Wind Energy – Floating Wind
The Salamander floating offshore wind project, a joint venture between Simply Blue Group, Ørsted and Subsea7, has awarded the pre-FEED foundation design to Ocergy for its OCG-Wind foundation technology.
Last year, Salamander signed a memorandum of understanding (MoU) with Ocergy to evaluate its foundation design for the development in north east Scotland. The project will be a contributor to ensuring the UK government’s target of delivering 5GW of operational floating offshore wind by 2030.
Ocergy has developed OCG-Wind, a novel and efficient floating wind turbine foundation, to support very large wind turbines (>10MW), designed for development of large-scale wind farms. It is targeting a levelised cost of energy (LCOE) that can start to drive reductions in floating offshore wind farms to eventually be competitive with fixed offshore wind farms.

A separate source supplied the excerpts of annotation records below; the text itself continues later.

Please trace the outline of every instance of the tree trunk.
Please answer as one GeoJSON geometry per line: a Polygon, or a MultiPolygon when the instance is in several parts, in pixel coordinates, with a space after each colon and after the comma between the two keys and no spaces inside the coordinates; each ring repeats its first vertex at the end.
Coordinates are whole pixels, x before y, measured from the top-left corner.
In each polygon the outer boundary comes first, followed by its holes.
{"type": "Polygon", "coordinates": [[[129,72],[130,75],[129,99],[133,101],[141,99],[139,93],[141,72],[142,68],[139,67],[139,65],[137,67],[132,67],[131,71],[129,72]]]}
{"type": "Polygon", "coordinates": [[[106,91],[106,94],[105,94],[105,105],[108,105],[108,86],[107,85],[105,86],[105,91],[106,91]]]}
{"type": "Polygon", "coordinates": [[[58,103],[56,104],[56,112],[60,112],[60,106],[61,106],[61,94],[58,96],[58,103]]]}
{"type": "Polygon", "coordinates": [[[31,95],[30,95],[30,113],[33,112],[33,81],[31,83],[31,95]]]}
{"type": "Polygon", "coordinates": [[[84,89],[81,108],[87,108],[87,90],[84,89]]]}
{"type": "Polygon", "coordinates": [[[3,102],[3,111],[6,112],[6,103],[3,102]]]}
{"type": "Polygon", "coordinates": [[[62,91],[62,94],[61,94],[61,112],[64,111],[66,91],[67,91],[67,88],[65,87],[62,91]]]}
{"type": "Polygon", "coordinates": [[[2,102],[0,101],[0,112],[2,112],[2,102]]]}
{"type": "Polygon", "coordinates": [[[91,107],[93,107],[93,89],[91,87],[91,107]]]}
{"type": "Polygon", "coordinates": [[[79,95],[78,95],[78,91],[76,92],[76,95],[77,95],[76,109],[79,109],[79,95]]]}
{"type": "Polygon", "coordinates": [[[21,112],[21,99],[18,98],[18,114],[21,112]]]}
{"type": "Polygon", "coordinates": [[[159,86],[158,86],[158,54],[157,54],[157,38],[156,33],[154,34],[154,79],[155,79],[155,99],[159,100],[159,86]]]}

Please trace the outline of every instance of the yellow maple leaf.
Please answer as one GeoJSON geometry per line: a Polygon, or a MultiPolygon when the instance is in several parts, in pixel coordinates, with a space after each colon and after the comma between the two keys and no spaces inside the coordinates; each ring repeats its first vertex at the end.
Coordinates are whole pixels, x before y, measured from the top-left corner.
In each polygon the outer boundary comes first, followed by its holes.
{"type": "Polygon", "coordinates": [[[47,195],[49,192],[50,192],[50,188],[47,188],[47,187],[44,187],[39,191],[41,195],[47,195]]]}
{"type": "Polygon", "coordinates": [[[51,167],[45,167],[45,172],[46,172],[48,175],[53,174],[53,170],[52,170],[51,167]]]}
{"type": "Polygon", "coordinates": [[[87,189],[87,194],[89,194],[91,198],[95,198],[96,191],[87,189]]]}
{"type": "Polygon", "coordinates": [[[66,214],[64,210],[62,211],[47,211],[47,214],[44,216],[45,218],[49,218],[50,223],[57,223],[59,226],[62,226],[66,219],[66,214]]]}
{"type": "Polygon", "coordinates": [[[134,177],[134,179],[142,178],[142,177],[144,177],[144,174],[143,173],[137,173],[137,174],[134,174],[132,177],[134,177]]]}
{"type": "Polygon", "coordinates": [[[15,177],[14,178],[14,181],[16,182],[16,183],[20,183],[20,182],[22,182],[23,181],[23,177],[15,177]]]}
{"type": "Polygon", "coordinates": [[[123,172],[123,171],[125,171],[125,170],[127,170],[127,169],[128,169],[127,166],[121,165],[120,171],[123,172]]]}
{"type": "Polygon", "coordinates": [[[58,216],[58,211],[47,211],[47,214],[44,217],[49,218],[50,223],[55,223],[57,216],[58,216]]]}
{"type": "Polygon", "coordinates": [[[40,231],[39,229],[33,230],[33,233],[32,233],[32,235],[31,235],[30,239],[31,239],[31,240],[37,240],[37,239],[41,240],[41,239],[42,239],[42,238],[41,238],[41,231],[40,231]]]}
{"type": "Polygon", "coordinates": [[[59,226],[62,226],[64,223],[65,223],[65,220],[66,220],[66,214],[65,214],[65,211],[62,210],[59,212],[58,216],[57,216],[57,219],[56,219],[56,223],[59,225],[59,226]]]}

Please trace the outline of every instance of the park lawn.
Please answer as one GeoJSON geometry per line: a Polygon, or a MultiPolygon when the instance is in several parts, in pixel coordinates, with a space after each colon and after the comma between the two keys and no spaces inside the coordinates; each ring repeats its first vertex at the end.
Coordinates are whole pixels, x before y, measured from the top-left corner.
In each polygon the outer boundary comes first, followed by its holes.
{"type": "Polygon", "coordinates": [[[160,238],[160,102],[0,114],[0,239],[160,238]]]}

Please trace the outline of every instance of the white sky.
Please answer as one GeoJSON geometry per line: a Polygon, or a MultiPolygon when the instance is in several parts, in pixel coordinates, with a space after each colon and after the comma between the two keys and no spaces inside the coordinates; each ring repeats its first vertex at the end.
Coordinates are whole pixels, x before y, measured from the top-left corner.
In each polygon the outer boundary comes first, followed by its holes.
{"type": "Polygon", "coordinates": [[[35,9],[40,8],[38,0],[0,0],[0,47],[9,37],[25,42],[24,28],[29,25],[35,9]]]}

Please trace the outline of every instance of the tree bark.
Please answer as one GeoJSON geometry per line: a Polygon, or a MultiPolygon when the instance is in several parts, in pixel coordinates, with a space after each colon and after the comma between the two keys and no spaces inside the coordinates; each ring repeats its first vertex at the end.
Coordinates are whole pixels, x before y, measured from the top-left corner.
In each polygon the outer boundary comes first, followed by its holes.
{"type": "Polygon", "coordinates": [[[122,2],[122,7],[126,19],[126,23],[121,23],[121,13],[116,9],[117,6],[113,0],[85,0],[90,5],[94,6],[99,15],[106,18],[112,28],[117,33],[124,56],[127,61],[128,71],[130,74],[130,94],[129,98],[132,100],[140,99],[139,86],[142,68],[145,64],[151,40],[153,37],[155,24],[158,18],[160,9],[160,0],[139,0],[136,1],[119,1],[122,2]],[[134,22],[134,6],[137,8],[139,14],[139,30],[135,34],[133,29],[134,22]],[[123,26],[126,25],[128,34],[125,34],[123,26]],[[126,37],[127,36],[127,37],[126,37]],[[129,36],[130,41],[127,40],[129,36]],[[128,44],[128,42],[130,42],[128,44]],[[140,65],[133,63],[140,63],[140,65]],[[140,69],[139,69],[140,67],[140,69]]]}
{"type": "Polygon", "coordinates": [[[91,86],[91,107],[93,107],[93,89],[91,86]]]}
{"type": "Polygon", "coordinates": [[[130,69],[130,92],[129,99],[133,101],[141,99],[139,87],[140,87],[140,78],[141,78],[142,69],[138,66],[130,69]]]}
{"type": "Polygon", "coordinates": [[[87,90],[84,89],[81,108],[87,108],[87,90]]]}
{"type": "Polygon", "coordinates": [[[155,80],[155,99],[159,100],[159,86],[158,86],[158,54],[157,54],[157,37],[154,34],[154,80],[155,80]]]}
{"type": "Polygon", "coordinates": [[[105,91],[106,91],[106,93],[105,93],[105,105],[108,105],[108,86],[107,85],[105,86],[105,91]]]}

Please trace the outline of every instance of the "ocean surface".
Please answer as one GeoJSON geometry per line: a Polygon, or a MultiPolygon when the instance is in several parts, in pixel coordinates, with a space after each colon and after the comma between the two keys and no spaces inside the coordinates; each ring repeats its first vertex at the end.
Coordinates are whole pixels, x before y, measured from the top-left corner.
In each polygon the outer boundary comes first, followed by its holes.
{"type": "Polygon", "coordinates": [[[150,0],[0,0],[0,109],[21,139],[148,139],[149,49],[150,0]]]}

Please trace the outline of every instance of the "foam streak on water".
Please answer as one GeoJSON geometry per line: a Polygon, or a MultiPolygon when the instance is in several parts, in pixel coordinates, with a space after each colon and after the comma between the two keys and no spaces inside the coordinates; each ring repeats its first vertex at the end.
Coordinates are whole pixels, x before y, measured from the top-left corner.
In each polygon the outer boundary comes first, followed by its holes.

OCG-Wind is a semi-submersible platform designed to utilise the industrial performance of the hull fabrication and assembly through the maximisation of the local supply chain. The hull is made of three outside circular columns connected mechanically with trusses to a central column that supports the wind turbine.
A feasibility study considered all aspects of the design, technical performance, fabrication, assembly, operations and installation of the OCG-Wind for Salamander. It also reviewed the compatibility of the OCG-Wind platform to the site, inclusive of performance, and supply chain and local content management, as well as identified schedule risks and overall project costs. This feasibility study will now progress to pre-FEED phase.
Salamander, located 35km off Peterhead, is designed to provide the Scottish supply chain with an early capacity development opportunity, enabling it to play a much greater role in subsequent large-scale floating offshore wind buildout. The project will deploy innovative and cutting-edge floating offshore wind technologies to support the cost reduction and learning journey needed for the commercial deployment of floating offshore wind.
Salamander is intended to be progressed through the innovation track of Crown Estate Scotland’s Innovation and Targeted Oil and Gas (INTOG) leasing round. The INTOG round will grant seabed leases through an auction process, which will be split into two pots – one for smaller scale innovation projects of less than 100 MW and one for larger projects linked to oil and gas infrastructure.